One region contains genes necessary for transfer of F element through conjugation from one bacterium to another. A second region controls autonomous replication of F. The third region contains a number of different insertion sequences (IS). The integration of the F factor is brought about by a recombination between one of the IS sequences on the F factor and an IS sequence on the host chromosome.
The IS sequences are themselves moveable DNA segments which can be inserted at a large number of sites in different chromosomes. There are a number of IS sequences known of which 3, IS1, IS2 and IS3 have been studied in considerable detail. These range in size from 700 to 1400 base pairs.
When an IS sequence is inserted into a gene, it breaks the continuity of the gene sequence, and may or may not inhibit expression of the gene. IS sequences also exert some effect on adjacent genes.

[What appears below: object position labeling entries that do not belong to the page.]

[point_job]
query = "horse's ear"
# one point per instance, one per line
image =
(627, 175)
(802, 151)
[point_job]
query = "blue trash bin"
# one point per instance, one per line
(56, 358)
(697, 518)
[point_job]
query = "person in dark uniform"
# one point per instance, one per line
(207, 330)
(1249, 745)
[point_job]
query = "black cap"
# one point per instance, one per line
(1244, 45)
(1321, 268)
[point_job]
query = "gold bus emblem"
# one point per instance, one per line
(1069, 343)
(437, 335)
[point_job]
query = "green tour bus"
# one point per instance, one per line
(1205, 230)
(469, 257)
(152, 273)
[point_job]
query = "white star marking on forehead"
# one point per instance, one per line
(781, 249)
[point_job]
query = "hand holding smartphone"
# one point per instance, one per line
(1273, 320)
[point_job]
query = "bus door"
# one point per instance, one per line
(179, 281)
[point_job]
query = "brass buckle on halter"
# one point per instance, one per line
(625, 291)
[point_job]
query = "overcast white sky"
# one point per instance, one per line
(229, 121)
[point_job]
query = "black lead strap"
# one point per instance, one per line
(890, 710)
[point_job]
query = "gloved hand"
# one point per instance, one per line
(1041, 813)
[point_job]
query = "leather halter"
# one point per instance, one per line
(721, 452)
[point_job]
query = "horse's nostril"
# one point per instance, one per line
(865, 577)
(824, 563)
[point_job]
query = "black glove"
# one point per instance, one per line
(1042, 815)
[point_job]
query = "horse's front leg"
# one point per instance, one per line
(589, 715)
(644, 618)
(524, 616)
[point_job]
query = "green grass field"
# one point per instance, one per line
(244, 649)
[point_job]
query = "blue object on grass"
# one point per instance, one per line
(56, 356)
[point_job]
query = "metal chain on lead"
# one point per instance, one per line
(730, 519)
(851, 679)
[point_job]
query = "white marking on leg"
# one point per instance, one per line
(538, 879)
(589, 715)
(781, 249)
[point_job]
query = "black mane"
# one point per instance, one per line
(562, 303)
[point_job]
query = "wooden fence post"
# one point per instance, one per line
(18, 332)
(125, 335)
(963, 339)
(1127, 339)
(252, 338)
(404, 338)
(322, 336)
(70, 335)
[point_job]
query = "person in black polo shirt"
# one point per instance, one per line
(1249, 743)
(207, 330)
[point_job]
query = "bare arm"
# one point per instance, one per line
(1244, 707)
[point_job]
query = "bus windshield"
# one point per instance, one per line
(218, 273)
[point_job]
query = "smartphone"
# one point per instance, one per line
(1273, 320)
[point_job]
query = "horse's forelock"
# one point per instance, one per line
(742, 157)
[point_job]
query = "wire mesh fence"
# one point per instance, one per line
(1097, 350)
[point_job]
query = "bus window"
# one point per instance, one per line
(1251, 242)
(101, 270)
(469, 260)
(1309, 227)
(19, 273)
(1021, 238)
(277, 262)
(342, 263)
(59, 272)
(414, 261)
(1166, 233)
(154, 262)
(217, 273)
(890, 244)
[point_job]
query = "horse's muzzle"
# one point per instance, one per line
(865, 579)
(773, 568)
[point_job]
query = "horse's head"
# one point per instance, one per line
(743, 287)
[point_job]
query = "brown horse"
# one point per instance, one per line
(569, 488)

More often the adjacent genes are inactivated; sometimes however, a previously silent gene could become activated. IS sequences appear also to be hot spots (vulnerable locations) for deletions; they are also involved in a number of recombination phenomena.
Another group of moveable DNA segments, many of which carry drug resistance genes are called transposons. They were probably first discovered in plants as controlling elements in maize, but were clearly demonstrated first in bacteria. In 1974 Hedges and Jacob found that when a gene for resistance to antibiotics like penicillin and ampicillin was transferred from one plasmid to another, it resulted in an increase in the size of the recipient plasmid.
The length of a typical transposon is several kilo bases, a few are much longer. Much of the widespread antibiotic resistance among bacteria is due to the spread of transposons that contain one or more antibiotic resistance genes. When a transposon mobilises and inserts into a conjugative plasmid, it can be widely disseminated among different bacterial hosts by means of conjugation.
Some transposons have composite structures with antibiotic resistance sandwiched between insertion sequences. Transposons are usually designated by the abbreviation Tn followed by an italicised number, for example Tn5. When it is necessary to include the name of the gene it carries in its designation, it becomes Tn5 (neo-r, str-r) to reflect presence of genes for resistance to neomycin and streptomycin.